A principal distinção entre os métodos reside na origem do material utilizado. No implante capilar, técnica pioneira porém hoje obsoleta, são introduzidas fibras sintéticas diretamente no couro cabeludo. “Esse procedimento gera um efeito imediato de densidade, mas apresenta grandes chances de complicações e um aspecto pouco autêntico”, explica a médica Angela Helena Perretto, responsável técnica da rede Homenz. Por não serem biológicas, essas fibras costumam causar reações adversas e não acompanham o ciclo de vida de um cabelo real.

Em contrapartida, o transplante capilar utiliza o patrimônio genético do próprio indivíduo. A técnica redistribui os folículos de áreas doadoras para as regiões afetadas pela calvície. Como o material é autólogo (do próprio corpo), a integração é plena e o cabelo cresce naturalmente ao longo do tempo. O destaque atual fica para a técnica FUE (Follicular Unit Extraction), que permite uma recuperação acelerada e maior precisão cirúrgica sem a necessidade de cortes lineares.

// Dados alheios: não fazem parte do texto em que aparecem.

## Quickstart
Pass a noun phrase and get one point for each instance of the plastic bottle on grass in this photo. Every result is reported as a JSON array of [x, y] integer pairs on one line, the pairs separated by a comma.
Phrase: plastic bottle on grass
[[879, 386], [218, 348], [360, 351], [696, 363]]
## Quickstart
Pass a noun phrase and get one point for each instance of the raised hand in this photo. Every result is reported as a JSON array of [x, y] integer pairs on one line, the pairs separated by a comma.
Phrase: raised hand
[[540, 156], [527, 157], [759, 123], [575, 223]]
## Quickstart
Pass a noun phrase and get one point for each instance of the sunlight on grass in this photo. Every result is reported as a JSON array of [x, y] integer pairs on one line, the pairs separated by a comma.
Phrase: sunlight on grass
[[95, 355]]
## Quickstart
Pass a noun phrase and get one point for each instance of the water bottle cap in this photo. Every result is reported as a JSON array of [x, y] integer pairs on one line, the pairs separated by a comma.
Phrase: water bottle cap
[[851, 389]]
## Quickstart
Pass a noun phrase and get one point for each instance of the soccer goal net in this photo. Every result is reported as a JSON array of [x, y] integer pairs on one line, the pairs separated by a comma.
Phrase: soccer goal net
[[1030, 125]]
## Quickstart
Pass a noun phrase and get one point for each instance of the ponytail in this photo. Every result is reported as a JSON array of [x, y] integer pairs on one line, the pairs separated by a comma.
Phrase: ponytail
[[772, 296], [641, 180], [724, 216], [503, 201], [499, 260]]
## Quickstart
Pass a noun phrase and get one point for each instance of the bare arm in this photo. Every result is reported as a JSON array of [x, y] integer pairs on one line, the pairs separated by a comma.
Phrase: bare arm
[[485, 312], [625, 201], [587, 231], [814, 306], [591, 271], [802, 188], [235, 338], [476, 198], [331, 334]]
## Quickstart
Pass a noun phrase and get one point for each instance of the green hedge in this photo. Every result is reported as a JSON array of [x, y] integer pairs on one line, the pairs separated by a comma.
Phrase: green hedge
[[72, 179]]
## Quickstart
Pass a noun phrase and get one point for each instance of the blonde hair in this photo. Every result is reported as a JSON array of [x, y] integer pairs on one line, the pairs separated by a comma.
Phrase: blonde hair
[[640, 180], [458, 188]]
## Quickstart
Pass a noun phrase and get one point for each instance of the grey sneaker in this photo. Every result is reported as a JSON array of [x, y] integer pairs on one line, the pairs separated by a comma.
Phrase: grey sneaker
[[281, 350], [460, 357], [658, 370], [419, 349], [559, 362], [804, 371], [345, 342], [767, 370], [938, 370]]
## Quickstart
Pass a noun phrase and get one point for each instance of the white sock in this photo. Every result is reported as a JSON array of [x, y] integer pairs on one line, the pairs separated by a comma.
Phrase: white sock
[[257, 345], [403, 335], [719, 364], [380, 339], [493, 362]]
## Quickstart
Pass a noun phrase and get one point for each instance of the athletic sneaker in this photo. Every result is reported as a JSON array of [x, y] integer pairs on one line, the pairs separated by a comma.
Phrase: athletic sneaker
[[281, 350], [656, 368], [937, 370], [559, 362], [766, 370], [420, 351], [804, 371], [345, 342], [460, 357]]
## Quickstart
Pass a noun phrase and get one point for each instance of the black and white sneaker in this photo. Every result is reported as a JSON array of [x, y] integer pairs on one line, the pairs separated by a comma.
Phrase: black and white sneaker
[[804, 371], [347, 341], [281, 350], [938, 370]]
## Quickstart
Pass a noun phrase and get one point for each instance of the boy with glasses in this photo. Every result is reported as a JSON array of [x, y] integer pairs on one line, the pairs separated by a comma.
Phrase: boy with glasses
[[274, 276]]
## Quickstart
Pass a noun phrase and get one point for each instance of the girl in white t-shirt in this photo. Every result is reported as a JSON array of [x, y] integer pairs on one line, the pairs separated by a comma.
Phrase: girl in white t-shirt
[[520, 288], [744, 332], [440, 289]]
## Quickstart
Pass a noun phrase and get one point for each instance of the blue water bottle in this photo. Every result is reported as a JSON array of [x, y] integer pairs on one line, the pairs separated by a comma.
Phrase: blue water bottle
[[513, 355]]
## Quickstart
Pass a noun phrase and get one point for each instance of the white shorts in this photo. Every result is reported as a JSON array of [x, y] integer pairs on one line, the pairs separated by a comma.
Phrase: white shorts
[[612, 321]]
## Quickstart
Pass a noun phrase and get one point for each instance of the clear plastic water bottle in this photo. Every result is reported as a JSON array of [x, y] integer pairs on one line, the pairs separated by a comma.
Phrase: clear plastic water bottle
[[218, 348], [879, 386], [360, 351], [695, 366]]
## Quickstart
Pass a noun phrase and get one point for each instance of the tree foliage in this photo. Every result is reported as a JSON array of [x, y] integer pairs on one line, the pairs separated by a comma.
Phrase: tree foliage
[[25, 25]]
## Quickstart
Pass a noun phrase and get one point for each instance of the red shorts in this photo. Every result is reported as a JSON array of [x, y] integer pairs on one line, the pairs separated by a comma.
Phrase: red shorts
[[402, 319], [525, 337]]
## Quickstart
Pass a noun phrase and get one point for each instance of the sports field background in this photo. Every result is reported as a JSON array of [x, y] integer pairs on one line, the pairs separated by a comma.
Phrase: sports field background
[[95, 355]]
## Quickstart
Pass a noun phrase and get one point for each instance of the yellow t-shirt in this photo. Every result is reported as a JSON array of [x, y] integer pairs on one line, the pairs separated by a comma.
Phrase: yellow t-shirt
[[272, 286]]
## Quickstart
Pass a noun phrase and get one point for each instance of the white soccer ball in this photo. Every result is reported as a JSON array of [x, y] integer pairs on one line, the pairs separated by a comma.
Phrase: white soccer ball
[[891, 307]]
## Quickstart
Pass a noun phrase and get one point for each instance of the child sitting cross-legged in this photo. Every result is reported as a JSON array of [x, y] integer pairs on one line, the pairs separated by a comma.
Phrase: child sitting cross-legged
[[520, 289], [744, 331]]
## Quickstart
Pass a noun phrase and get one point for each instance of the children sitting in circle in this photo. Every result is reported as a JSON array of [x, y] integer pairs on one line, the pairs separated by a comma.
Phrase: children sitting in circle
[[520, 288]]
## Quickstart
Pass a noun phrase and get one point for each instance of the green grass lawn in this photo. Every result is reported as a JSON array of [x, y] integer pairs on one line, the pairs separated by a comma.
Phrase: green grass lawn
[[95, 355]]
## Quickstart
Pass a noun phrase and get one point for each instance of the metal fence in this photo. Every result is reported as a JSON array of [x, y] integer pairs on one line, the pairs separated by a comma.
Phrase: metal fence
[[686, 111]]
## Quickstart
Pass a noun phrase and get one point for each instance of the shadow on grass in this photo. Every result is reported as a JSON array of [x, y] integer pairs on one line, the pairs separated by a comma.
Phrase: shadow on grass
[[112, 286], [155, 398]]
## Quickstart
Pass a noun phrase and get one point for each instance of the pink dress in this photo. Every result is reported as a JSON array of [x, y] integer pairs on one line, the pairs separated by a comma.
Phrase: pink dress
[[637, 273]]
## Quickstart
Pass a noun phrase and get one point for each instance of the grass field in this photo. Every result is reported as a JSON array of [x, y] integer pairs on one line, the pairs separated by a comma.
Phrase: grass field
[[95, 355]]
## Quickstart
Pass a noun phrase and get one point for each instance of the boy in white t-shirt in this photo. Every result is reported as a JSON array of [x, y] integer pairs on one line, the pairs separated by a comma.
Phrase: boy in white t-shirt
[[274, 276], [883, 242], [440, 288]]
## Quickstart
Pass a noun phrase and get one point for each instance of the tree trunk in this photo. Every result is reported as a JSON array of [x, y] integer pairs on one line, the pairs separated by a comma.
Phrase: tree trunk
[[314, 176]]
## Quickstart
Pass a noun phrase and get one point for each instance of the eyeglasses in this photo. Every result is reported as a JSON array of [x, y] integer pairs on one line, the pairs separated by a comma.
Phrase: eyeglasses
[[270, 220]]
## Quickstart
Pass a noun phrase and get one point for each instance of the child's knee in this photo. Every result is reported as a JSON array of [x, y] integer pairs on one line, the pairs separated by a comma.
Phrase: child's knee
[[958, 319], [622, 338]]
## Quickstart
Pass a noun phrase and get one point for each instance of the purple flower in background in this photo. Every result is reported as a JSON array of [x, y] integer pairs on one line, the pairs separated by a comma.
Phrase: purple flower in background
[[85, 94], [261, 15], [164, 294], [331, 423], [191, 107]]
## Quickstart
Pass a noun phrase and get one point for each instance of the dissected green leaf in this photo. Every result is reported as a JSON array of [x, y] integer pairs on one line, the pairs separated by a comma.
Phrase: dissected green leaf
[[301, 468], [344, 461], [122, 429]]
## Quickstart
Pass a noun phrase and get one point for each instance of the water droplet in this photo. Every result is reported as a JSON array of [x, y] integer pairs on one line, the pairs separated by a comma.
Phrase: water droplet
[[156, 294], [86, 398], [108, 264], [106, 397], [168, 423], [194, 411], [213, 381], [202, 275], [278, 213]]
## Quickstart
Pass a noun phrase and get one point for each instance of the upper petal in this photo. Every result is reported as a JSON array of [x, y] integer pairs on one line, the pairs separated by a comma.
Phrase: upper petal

Na prática, a diferença impacta diretamente a satisfação a longo prazo. Enquanto o implante oferece uma solução paliativa e temporária com risco superior de rejeição, o transplante garante um desfecho permanente. “O transplante promove crescimento verdadeiro e oferece um resultado estético muito mais satisfatório e seguro”, reforça a médica.

Para quem sofre com a queda de cabelo — problema que afeta diretamente a saúde emocional e a identidade —, a orientação profissional é clara: priorizar métodos que respeitem a fisiologia do corpo. Hoje, o transplante consolidou-se como a única via para quem busca recuperar não apenas os fios, mas a confiança de forma genuína e duradoura.